When we first developed pg_lake at Crunchy Data and defined GTM we considered whether it could be a Snowflake competitor, but we quickly realised that did not make sense.

Data platforms like Snowflake are built as a central place to collect your organisation's data, do governance, large scale analytics, AI model training and inference, share data within and across orgs, build and deploy data products, etc.
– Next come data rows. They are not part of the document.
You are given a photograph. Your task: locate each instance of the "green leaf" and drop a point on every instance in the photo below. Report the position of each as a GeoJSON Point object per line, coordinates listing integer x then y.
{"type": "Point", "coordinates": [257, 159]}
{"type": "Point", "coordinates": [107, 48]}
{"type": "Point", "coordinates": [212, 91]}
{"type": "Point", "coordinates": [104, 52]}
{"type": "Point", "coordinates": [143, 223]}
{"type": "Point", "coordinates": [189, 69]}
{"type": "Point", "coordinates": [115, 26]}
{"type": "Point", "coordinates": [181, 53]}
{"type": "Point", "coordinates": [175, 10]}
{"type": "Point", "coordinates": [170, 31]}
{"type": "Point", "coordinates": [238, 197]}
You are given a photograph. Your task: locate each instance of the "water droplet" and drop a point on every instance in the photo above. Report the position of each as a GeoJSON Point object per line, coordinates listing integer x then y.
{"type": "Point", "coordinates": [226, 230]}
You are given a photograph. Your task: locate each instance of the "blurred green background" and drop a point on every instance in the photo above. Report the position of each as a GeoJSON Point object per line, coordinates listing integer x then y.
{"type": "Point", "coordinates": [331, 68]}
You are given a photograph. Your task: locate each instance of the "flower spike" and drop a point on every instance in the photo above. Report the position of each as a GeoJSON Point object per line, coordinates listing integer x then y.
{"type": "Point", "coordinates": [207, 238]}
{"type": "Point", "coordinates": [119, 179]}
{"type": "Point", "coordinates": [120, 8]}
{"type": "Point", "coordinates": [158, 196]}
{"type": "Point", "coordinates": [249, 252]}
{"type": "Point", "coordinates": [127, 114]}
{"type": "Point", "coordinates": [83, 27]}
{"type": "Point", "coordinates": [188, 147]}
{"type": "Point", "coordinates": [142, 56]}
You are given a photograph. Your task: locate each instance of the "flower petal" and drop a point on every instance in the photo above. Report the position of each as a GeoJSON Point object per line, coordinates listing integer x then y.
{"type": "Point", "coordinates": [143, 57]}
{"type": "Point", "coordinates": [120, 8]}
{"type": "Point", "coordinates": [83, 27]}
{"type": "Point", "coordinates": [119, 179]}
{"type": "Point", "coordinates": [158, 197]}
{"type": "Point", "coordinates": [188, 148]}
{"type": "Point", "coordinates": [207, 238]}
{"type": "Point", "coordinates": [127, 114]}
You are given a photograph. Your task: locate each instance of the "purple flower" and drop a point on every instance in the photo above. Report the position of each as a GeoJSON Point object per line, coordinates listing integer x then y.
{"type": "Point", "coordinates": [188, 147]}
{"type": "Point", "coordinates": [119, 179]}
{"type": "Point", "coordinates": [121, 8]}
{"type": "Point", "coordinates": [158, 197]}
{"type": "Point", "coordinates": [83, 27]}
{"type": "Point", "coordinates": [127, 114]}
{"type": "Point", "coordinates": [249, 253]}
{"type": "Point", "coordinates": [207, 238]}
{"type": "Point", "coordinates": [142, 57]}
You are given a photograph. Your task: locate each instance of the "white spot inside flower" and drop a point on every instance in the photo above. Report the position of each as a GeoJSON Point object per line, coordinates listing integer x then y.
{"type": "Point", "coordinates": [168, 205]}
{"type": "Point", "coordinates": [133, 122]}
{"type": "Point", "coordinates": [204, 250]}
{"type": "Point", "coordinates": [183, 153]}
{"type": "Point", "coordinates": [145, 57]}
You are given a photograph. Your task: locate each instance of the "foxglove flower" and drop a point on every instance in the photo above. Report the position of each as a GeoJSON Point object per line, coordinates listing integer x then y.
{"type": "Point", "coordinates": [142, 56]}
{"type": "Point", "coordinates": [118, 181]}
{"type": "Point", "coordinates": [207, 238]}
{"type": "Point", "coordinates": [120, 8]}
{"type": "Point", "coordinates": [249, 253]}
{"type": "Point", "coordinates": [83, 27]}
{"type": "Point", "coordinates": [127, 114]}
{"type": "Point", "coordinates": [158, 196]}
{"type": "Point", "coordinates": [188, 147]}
These are not jobs for a Postgres server.

Pg_lake foremost targets Postgres users who currently need complex ETL pipelines to get data in and out of Postgres, and accidental Postgres data warehouses where you ended up overloading your server with slow analytical queries, but you still want to keep using Postgres.

It'll probably be really difficult to set up.

If it's anything like super base, your question the existence of God when trying to get it to work properly.

You pay them to make it work right.

  • For testing, we at least have a Dockerfile to automate the setup of the pgduck_server and a minio instance so it Just Works™ with the extensions installed in your local Postgres cluster (after installing the extensions).

    The configuration mainly involves just defining the default iceberg location for new tables, pointing it to the pgduck_server, and providing the appropriate auth/secrets for your bucket access.